So we are finally treated to Adobe’s Creative Suite 5, the newest version of it’s long-running and multi-awarded digital multimedia manipulation software suite. If you’ve had your RAM upgarde already, got that 64bit OS running, have lots and lots of internal and external hard drive space all set up to be the perfect video editing machine — then all you need is the software for it (and a good video card – more on this later). Adobe Premiere Pro CS5 seems to be the one you video editors and HD freaks have been waiting for. But first — for those who will be too lazy to read the whole article — here are the highlights.

Adobe Creative Suite 5
Good things:
- 64-bit native – This is what you have been waiting for — being able to take advantage of 64bit technology
- GPU acceleration – Free up your CPU of the cycles and reps, let your kick-ass GPU do the dirty work while your CPU relaxes
- Extensive high-def support – almost everything and anything you can think of in high-def, this baby will crunch it
Not-so-good things:
- GPU acceleration supported on only a few cards – Only 5 cards, to be exact
- CPU rendering is leisurely by comparison - While GPU rendering is a big boost, seems that the CPU is not doing the work that it can do — a waste for those quad core Intel babies that you have
- Interface text is too small - We take issue, but you might not. But then small is really that — small.
The long and short of it:
An video editing suite that has been due for 64-bit support finally gets it. A word of caution: if you really want your video workflow to fly and justify that hardware you saved up for, you may need to get an expensive nVidia CUDA-capable graphics card.

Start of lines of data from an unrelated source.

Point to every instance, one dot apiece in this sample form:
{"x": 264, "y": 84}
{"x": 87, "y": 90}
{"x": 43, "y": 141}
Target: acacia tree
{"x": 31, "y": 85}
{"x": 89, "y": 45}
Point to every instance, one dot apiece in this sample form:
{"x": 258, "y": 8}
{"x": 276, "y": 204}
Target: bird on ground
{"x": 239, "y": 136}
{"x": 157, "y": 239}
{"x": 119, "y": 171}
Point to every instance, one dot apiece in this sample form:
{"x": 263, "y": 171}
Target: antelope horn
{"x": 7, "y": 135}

Still here? Watch this video first to appreciate Adobe Premiere Pro CS5:
Fully 64-bit native
32-bit versions of Windows have this annoying thing – they can recognize only 4GB of RAM at most. Bummer. On a 32-bit system, once all your startup programs load, you have little left over memory to load and run resource-intensive apps.
With Creative Suite 5, and with Premiere Pro more specifically — together with the tag along-but-equally-essential Media Encoder CS5, Encore CS5, and After Effects CS5 — all of these are now 64-bit native. That has been long overdue (ever since Vista came out), but we at MacPCWiz raise a few eyebrows at the decision that Adobe will NOT be offering 32-bit versions of these applications; you need to have a 64-bit OS to run them.
Install a version of Creative Suite 5 on a typical high-end system — a quad-core procs, Windows 7 64-bit, 8GB of RAM — you may not notice a substantial improvement from Adobe CS4, especially if you don’t have the recommended GPUs installed. You will notice however, and I bet to your sweet surprise, that you will have none of the RAM-related problems you probably encountered with Premiere Pro CS4–none of the slow reading and writing of data to the hard drive instead of to RAM, fewer playback and timeline scrubbing hesitations, and generally smoother operation overall.
Graphics to give you the boost
One of the biggest benefits of Premiere Pro CS5 is the continuing trend of using GPU power. Adobe says that Premiere Pro can “solve many computational problems in a fraction of the time a CPU would take to perform the same task” and thus can render HD video much more quickly–freeing your CPU to handle “background tasks.”
Here’s the catch, though: Adobe has qualified just five graphics cards for use with Premiere Pro–all of which are nVidia’s CUDA-capable cards. Four of these are Quadro workstation cards, ranging in cost from roughly $800 to more than $2000; the sole desktop card so far is the GTX 285, which sells for about $400 — only the GTX 285 and one of the Quadros will work in a Mac.
SLI configuration? No go. Bummer.
Adobe says it will also support new cards from nVidia’s Fermi line, such as the GTX 470 and GTX 480.
What we think
Adobe’s move to a 64-bit-native application is a bold one, but people are sure to follow. What strikes us as strange, is that Adobe may be promoting a video editing industry where those who wanted to edit analog video on their computers will have to have $3,000 video cards in their computers. Sure, 64-bit computers have become common, and your average consumer will be able to use one with Premiere Pro to create great video productions — but they have to be willing to wait. If video editing is your job, you know that time spent rendering is just time you could be earning more money with, if you get our drift. But make no doubt about it, investing in this application and one of those expensive nVidia cards is guaranteed to speed up your workflow.
With everything going to high-def these days, Adobe Premiere Pro CS5 – coupled with a stable and robust internal or external blu-ray burner – should be an interesting enough jump for video professionals.